These bilateral agreements were rather unsatisfactory as they were concluded on the basis of different conditions and circumstances, and as a result produced a most complicated system of postal rates. It was necessary to replace all such bilateral agreements with a wider international system. The first international postal organization was the German-Austrian Postal Union founded in 1850, but this was an organization of limited territorial range.
One of the pioneers of a world wide postal organization was the Postmaster General of the United Sates, Montgomery Blair. In 1862, he handed the US Secretary of State such a proposal. On his initiative, an international conference was convened on 11th May, 1863 in Paris, and fifteen nations from Europe and the United States of America participated. On the agenda of the conference was the standardization of the weight of the mail and of postal rates. An international organization was not founded in Paris, but the recommendations of the conference had considerable influence on the later international agreement. A further influence of development was the founding of the International Telegraphic Union in 1865 in Paris.
The initiative in the forming of an international postal organization was later taken by the Postmaster General of Germany, Dr Heinrich von Stephan. In October, 1874, the first Postal Congress met in Berne, where twenty-two nations were represented, and the Universal Postal Union was founded. The agreement including a unified rate for letters (twenty-five centimes for fifteen grams), the principle that postage was to be paid by the sender, that for mail posted unfranked double the postage would be collected and the standardization of transit rates came into force on the 1st July, 1875.

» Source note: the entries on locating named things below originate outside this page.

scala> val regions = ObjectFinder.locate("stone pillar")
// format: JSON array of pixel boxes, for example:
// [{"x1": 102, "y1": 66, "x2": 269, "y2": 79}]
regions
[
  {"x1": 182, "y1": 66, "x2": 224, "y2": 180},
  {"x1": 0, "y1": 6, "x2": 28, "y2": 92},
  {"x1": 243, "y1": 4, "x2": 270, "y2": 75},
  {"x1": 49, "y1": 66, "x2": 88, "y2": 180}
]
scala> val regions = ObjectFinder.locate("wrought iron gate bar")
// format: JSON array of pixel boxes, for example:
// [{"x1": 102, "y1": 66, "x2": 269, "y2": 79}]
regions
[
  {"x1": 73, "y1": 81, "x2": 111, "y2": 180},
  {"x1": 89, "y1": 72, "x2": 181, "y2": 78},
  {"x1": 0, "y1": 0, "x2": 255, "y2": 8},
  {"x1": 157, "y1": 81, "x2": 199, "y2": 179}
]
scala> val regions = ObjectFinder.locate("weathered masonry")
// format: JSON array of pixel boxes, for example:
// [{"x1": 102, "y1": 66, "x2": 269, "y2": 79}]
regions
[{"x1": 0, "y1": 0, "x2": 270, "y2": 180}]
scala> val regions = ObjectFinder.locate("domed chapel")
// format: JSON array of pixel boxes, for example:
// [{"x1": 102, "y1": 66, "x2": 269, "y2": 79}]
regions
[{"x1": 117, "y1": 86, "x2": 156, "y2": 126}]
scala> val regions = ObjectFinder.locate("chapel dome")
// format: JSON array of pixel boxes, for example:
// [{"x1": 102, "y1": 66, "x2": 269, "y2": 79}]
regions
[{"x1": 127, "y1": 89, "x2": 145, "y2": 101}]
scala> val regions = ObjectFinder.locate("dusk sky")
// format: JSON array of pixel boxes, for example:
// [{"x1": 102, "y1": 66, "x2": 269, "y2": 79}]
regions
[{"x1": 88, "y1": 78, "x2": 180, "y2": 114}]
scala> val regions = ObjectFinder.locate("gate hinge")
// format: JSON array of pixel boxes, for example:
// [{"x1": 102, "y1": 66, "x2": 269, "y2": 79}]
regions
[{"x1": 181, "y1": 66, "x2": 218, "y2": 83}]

The number of members of the Universal Postal Union was growing rapidly. In 1897, the UPU had sixty-two members, in 1939 there were eighty-eight and in 1961, the number had reached one hundred and twenty-four.
In addition to the UPU, there exist further international postal organizations. In 1911, the South American Postal Association was founded. At the Buenos Aires Congress of 1921, its name was changed to Panamerican Postal Union and its headquarters located in Montevideo. In 1954, an Arab Postal Union was founded. These organizations have regional authority and their member countries may also have membership with the UPU.
It is natural that scenes depicting the operations of the post in the past and present appear on postage stamps. A perfect occasion for such themes occurred in 1949 when the Universal Postal Union celebrated its seventy-fifth anniversary. Many commemorative stamps and sets were issued. On a number of these stamps, there is the memorial of the UPU in Berne where the headquarters of this union are located. This monument shows the shape of a globe with people of all nations handing each other letters all around the world.